Assembly Passes Bill on Prescription Drug Price Gouging

The State Assembly passed of legislation last week to prohibit medicine price gouging, calling it “an unscrupulous business practice.”  The bill was passed after cases of drug companies buying up old drugs in short supply and dramatically raising prices to the point of making them unaffordable.  There have been news accounts involving vendors that have inflated the price of blood pressure medication from the normal price per dose of $25.90 to $1,200.  Basically, the companies see a business opportunity to hold patients and the health care system hostage and now legislators are responding.

The bill passed 132-8.  The eight Republicans voted against the bill are:  Dipietro, Fitzpatrick, Friend, Katz, Lalor, Lawerence, Nojay, and Claudia Tenney who is running for Congress in Central New York.  Republican Senator Andrew Lanza is sponsoring a similar bill in the Senate.

“These falsely inflated medicine prices are crippling the ability of hospitals and health care providers to deliver the quality of care that patients expect and deserve,” said Assembly Speaker Carl Heastie. “This bill will give the attorney general the authority to crackdown on these abuses and stop these profiteers who are preying on the vulnerability of sick people.”

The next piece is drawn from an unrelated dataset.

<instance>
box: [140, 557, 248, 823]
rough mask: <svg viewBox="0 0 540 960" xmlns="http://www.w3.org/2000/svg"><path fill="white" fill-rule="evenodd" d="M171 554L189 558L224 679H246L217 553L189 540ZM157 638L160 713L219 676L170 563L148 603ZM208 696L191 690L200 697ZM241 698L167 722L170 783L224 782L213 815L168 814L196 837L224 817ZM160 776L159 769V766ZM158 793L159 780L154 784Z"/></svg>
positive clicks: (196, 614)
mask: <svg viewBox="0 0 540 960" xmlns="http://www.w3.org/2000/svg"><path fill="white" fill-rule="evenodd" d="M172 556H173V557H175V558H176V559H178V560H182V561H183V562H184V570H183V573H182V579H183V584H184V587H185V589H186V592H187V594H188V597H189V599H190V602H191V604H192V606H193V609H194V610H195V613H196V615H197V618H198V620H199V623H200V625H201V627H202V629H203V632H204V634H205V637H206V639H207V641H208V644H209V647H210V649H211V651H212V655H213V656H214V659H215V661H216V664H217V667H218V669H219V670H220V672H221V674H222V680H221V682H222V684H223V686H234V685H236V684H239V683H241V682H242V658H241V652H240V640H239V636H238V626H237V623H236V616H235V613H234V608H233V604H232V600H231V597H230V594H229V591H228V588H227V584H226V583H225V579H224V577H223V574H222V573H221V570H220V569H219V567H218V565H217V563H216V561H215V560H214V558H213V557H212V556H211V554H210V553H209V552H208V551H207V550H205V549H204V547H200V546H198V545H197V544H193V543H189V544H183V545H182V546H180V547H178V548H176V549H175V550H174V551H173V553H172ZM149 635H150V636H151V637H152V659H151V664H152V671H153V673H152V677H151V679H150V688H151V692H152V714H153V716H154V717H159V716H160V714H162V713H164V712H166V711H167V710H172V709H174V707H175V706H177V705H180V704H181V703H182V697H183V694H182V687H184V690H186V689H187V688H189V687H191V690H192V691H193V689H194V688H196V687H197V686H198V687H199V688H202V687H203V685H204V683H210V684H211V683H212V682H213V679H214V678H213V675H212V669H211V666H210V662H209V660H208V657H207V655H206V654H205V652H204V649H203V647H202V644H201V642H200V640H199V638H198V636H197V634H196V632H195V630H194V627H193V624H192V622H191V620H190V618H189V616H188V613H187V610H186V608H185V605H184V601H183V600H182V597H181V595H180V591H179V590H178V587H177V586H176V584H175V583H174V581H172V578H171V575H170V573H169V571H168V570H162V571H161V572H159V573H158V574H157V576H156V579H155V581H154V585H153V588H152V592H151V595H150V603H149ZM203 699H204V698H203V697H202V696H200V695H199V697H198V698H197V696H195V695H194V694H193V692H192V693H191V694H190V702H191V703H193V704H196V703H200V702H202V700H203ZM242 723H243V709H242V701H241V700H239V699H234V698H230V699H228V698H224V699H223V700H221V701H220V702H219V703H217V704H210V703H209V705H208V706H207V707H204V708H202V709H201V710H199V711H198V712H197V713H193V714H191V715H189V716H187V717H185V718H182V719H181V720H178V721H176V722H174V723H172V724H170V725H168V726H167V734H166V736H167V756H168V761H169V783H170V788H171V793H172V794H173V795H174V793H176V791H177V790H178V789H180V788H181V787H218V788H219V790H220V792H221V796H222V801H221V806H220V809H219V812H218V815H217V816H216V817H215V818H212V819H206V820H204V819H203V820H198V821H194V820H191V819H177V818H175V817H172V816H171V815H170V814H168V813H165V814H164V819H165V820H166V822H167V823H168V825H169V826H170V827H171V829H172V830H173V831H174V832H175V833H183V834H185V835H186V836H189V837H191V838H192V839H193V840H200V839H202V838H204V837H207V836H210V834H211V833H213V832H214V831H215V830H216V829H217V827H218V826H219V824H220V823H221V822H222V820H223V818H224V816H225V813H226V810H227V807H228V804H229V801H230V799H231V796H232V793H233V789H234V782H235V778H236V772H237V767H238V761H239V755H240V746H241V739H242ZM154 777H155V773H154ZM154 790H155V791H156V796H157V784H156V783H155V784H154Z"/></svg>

“Overpriced medicines have been burdening our health care system and hindering the treatment of very ill patients for too long,” said Assemblyman Marcos Crespo, sponsor of the bill. “The bill the Assembly passed will help restore fairness to the pricing of high-demand medicines and discourage nefarious pharmaceutical sales strategies that seek to make big bucks off the lives of sick people who are struggling to regain their health.”

The Assembly’s legislation (A.6731, Crespo) adds medicines, those that are publicly posted as drugs in short supply by the U.S. Food and Drug Administration, to the list of goods and services that can be subjected to the state’s price gouging laws, and it empowers the state’s Attorney General to prosecute cases involving illegally priced medicines.

This anti-medicine gouging bill also permits the courts to determine when the price for a drug in short supply is unreasonably excessive and establishes the criteria for making such determinations.